Have you known someone like this? I did, and reading this took me back a few years to one of the more memorable of my spiritual conversations.....
Glen was an older student, having been a youth pastor in the Church of Christ denomination during his 20's. When I met him he was a staunch atheist.
In fact, he remains the last intellectually robust, genuinely friendly, philosophically complex, pure atheist I have ever met. Most people who claim to be atheists are really agnostics in denial---they typically lack the intellectual capabilities or the passionate spiritual desire to seriously investigate and live out their beliefs.

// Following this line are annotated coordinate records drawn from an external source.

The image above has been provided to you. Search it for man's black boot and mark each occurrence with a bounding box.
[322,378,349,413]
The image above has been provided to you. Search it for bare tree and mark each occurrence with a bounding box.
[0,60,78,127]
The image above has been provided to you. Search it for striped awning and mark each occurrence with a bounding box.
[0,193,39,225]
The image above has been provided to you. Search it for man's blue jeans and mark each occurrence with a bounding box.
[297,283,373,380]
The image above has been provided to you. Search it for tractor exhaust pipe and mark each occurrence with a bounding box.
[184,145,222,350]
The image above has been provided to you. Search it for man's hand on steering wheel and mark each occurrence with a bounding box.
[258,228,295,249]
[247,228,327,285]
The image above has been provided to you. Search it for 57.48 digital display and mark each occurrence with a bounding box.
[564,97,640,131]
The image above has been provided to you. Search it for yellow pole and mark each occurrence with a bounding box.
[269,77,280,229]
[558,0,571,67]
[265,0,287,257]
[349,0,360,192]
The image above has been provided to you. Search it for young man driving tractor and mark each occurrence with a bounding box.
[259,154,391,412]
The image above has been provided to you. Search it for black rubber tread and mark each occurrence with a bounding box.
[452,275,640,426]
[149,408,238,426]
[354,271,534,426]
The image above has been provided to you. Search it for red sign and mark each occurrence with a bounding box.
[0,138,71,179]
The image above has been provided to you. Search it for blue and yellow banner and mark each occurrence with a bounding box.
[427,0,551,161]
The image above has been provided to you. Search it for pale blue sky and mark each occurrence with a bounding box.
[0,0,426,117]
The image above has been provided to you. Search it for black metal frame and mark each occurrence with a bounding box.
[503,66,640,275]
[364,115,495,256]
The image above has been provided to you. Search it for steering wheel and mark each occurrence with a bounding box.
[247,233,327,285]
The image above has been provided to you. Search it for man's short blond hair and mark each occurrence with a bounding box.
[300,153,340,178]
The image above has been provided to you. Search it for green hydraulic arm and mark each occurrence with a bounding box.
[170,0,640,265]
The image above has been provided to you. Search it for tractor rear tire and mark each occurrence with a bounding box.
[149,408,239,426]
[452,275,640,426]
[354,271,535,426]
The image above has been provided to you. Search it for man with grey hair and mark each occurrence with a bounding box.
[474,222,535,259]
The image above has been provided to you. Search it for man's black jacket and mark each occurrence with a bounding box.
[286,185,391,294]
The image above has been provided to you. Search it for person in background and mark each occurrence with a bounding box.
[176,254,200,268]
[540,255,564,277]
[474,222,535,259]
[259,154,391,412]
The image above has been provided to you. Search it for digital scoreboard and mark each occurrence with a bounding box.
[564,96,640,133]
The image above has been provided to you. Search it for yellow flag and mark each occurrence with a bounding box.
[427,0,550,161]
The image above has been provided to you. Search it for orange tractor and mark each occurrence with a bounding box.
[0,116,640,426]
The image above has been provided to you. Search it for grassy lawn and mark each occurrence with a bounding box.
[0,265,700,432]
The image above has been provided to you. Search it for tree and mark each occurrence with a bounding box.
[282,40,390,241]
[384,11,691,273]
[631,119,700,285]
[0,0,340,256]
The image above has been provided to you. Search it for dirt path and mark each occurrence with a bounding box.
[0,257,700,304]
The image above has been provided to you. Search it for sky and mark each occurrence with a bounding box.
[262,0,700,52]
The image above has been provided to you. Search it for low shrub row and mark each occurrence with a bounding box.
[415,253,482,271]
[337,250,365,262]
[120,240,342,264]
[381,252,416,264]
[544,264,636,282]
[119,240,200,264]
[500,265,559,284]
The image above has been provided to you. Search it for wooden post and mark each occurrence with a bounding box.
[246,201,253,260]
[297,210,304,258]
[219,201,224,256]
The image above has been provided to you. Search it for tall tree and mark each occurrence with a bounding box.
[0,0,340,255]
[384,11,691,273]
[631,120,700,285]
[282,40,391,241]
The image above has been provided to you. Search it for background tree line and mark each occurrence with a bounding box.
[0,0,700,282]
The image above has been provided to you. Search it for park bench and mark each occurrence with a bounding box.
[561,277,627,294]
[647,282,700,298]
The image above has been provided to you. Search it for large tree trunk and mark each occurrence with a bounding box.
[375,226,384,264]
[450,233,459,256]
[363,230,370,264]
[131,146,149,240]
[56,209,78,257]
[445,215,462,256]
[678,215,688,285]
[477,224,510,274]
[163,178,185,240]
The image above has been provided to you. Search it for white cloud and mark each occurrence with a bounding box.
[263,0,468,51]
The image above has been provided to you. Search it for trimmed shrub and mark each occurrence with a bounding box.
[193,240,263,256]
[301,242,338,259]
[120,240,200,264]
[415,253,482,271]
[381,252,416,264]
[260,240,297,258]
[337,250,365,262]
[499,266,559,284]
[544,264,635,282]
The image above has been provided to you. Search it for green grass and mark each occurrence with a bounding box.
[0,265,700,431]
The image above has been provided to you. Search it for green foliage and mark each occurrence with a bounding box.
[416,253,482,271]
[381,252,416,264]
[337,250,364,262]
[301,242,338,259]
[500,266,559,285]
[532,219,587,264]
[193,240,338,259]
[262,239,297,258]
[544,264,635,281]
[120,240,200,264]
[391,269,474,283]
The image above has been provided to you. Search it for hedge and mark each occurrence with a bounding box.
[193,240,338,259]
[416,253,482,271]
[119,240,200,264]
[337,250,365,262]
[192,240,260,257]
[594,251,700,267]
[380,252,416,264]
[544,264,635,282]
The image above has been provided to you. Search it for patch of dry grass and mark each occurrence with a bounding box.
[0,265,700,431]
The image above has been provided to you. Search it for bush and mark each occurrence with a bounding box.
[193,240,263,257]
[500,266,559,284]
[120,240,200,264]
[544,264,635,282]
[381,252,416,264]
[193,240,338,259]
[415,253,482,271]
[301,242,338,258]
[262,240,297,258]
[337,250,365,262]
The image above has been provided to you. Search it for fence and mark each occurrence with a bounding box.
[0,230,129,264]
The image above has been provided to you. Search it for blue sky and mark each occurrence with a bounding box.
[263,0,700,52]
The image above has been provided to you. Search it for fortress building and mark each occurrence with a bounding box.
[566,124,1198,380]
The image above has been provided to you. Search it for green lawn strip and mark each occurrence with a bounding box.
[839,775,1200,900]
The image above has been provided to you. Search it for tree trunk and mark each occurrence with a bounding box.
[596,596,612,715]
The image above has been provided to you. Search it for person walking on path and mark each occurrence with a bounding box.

One day, after getting out early from a literature class we shared, we went out for coffee and mused about spiritual and philosophical issues. I had become Orthodox just a few months prior and he was interested to hear about this "exotic" form of Christianity. After talking about our classes for a time, I changed the subject and asked him why he wasn't a believer. He said, "I no longer believe in Christianity because I know it doesn't work."
At first I thought he was going to go down the Logical Positivism road. But he continued.
"Well, it isn't so much about it working, I suppose," he said, taking a sip of his latte. "It has more to do with what it actually *is*." I asked for an elaboration. He then said something I will never forget: "If I could lead people to Christ, go on youth retreats, sing the songs, and be a Christian leader, but not really believe in God myself, Christianity must be false."
I paused, taken aback. "So, you had already become an atheist while you were a youth pastor?" I asked, incredulously.
"Actually, a few years before I ever entered the ministry!" he exclaimed, with a smile.
I dropped out of college a few months later. It was the last conversation we had. There was something about his story that was horrific and tragic, but almost noble at the same time.
Yes, he was an atheist, a state of the heart some never escape. But we shared a common bond, one I feel might lead him to the truth someday--at a crucial point in both of our lives we stopped believing in the Christianity of our youth. Sadly, we had very different ways of dealing with this.